Thursday, May 16, 2019

May is Posture Awareness Month!

Better Posture for Better Health

By: Dr. Jack Martin, DC, CCSP


What is posture? 

Quite simply, Posture is the way a person holds themselves while sitting or standing. Many of us have poor posture, or a difficult time maintaining good posture. With poor posture, our head is held too far forward, while our upper back and shoulders are rounded. Over time this can lead to conditions like headaches, back, and neck pain. Frequent headaches or backaches are common side effects. Poor posture is even associated with breathing conditions like Asthma due to the limited mobility of the ribs and spine!

Try this simple exercise!
Take a deep breath in. Round the shoulders forward (like a "slouch"), and jut out your head. While doing this, breathe slowly out through the mouth. Now repeat, but this time sit up straight, pull the shoulders back, tuck the chin, and press the chest forward while taking the deepest breath possible through the nose. See how you can instantly breathe better when sitting up straighter! If we want to look, live, and feel our best we need good posture! We can start improving this by working on proper sitting, standing, and sleeping positions. Correcting these will start you down the path to better health.

Ideal standing posture

When looking at a person from the side, we should see the head over their shoulders. A 'plumb line' should run from the ear through the shoulder, hip, and outside ankle bone. When looking straight at someone, the spine should be in a straight line and the shoulders and hips should be level. If one hip is lower, this can lead to structural imbalances along the spine.

Every inch forward the head moves results in about 10 lbs of added weight on the neck! As the head moves forward, it pulls and strains the neck muscles. 


Ideal sitting posture

When we sit, we should be all the way back in the chair, utilizing its lumbar (low back) support. It is important to use a chair that has a lumbar support feature, especially at work. The seat cushion should be accommodating for our thigh length. If it is not, you should use a low back support cushion to move you forward so the knees can easily bend at the front of the chair. The chair height is also important. If we are seated too high or low, pain can result. Ideally we want our thigh and leg at just above a 90 degree angle when seated. Armrests should be set at a height where the forearms can gently rest. This will keep the shoulders relaxed and help prevent neck pain. If sitting at a computer, the monitor should be about an arms length away near eye level.

Ideal Sleep position

Ideally, we should sleep on our back with the neck supported by a pillow and the head almost resting on the mattress. A support cushion placed under the knees will take pressure off the low back. When side sleeping, Putting a pillow between the knees will take pressure off the hips.
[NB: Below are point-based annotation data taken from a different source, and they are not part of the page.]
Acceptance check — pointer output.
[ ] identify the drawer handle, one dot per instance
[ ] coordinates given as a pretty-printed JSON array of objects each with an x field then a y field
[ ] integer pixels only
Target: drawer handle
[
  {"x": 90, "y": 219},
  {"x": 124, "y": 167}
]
This coupled with a pillow to support the head will keep the hips and spine in an aligned position. Stomach sleeping is not recommended, and over time it can lead to neck and back discomfort.

With the above information, we can move towards better posture & better health! If you find that trying to make these corrections is difficult and maybe even uncomfortable, don’t worry, that is to be expected! Remember, we are making changes to years of bad habits that resulted in spinal misalignment, and weak or tight muscles.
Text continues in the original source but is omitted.